Turkey’s relationship with liquor is a checkered one. The recent law against the advertising of alcohol hasn’t helped. In spite of this, the raki culture seems to be holding strong and good wine can be found. Not so for the cocktail situation, which is pretty bleak. I have had some truly terrible drinks here, even when I thought that nothing could go wrong, as with a martini.

Sometimes the erratic nature of the scene might mean a lucky break, if that means getting a lot more alcohol than is normally put into one drink. This happened to me and a friend one summer when we wandered into an Asian fusion restaurant in Ortaköy, a neighborhood on the Bosphorus. The restaurant’s bar is perched over the water, the bottles lined up with the sea behind them, creating a stunning view. We each ordered a mojito, only there were probably the equivalent of three to four jiggers of rum in each drink. The rest of the afternoon was a woozy blur: nice, but unexpected.

I’ve read about the artisanal cocktail scene in other cities and seen pictures that speak to how mere alcohol can surpass itself to become artistry. But it was not something I believed I could find here. Nevertheless, in the hopes of a cut-above drink one evening, I went to the Orient Bar in the Pera Palace Hotel.

The men in our company wore bow ties, and the setting was faultless. I had a friend visiting from France, and he was impressed with the plush interior, with the talented piano player, and with the old elevator, apparently one of the oldest in Europe. But the prices were exorbitant, the drinks teeny, and they were not so much artisanal as strange, swanky-sounding combinations with names like “Russian Riviera” and “Greta Garbo.”

It was then that one in our party leaned in a little closer and almost conspiratorially whispered in my ear that if I really liked cocktails, I should go to this place just a few streets yonder. It didn’t have a name, though people generally referred to it by the owner’s name.
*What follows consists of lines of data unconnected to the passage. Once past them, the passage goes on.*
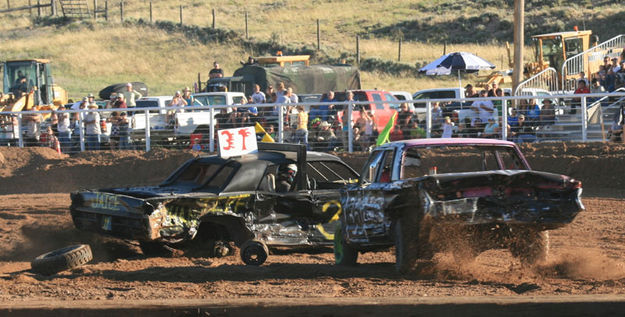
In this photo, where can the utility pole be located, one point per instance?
(519, 39)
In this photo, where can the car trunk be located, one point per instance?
(510, 196)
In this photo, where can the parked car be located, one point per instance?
(213, 200)
(416, 195)
(382, 112)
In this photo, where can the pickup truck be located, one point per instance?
(463, 195)
(166, 128)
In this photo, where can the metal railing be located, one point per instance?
(546, 79)
(576, 64)
(195, 127)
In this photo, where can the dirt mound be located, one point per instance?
(42, 170)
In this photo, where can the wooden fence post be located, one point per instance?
(213, 12)
(358, 49)
(318, 36)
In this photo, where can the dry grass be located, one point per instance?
(87, 59)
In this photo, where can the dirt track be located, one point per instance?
(586, 256)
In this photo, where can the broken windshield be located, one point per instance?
(204, 176)
(420, 161)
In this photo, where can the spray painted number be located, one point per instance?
(105, 201)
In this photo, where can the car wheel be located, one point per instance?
(62, 259)
(254, 252)
(530, 246)
(405, 238)
(344, 254)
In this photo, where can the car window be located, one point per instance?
(371, 167)
(377, 97)
(420, 161)
(220, 179)
(330, 171)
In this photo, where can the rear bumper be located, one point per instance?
(130, 226)
(546, 213)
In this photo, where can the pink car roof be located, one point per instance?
(454, 141)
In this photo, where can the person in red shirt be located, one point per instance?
(582, 88)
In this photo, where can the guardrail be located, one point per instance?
(546, 79)
(576, 64)
(182, 127)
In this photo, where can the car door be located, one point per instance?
(364, 205)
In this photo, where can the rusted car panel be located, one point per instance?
(236, 194)
(490, 187)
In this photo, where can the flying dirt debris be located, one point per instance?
(488, 197)
(212, 200)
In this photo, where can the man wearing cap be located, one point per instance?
(92, 128)
(216, 72)
(130, 95)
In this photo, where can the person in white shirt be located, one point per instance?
(484, 109)
(63, 128)
(92, 128)
(258, 96)
(448, 128)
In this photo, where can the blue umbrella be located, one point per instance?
(456, 62)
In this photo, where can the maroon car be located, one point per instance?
(469, 195)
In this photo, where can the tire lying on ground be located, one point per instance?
(62, 259)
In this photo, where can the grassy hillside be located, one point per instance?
(90, 55)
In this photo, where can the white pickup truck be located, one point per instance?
(168, 127)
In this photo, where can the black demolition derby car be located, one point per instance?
(281, 195)
(469, 195)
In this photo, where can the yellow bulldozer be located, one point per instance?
(28, 85)
(552, 50)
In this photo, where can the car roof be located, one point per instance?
(448, 141)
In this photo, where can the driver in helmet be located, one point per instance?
(286, 178)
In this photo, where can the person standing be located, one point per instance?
(92, 128)
(216, 72)
(258, 96)
(63, 128)
(131, 95)
(301, 134)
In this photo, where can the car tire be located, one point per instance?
(406, 234)
(254, 252)
(530, 246)
(62, 259)
(344, 254)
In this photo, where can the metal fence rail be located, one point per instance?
(532, 120)
(546, 79)
(577, 63)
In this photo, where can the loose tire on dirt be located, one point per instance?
(530, 246)
(344, 254)
(62, 259)
(254, 252)
(157, 249)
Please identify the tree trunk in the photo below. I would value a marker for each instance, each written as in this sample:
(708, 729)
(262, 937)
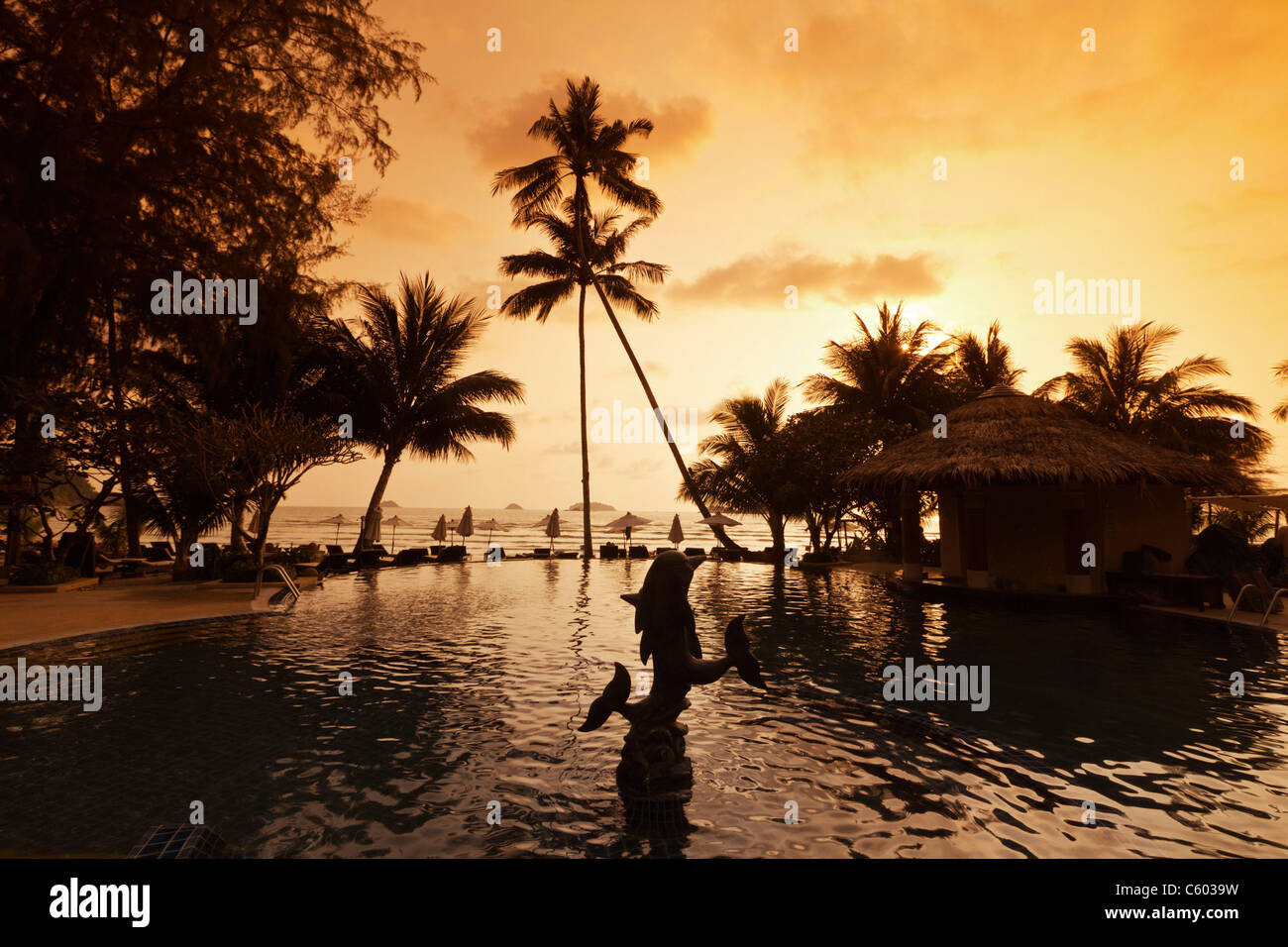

I took detailed directions and off we went.

Apart from a few bottled beers, cocktails is all they do at this bar in a dark cul-de-sac off Istiklal Street. The drinks change seasonally but include some signature constants and are written out on slabs of wood that reside over the bar. The owner and his two barmen in their vests and ties are all about the craft of mixing, and they take themselves very seriously. The drinks are not cheap, but the bonhomie, warmth, and good cheer they create are well worth every lira.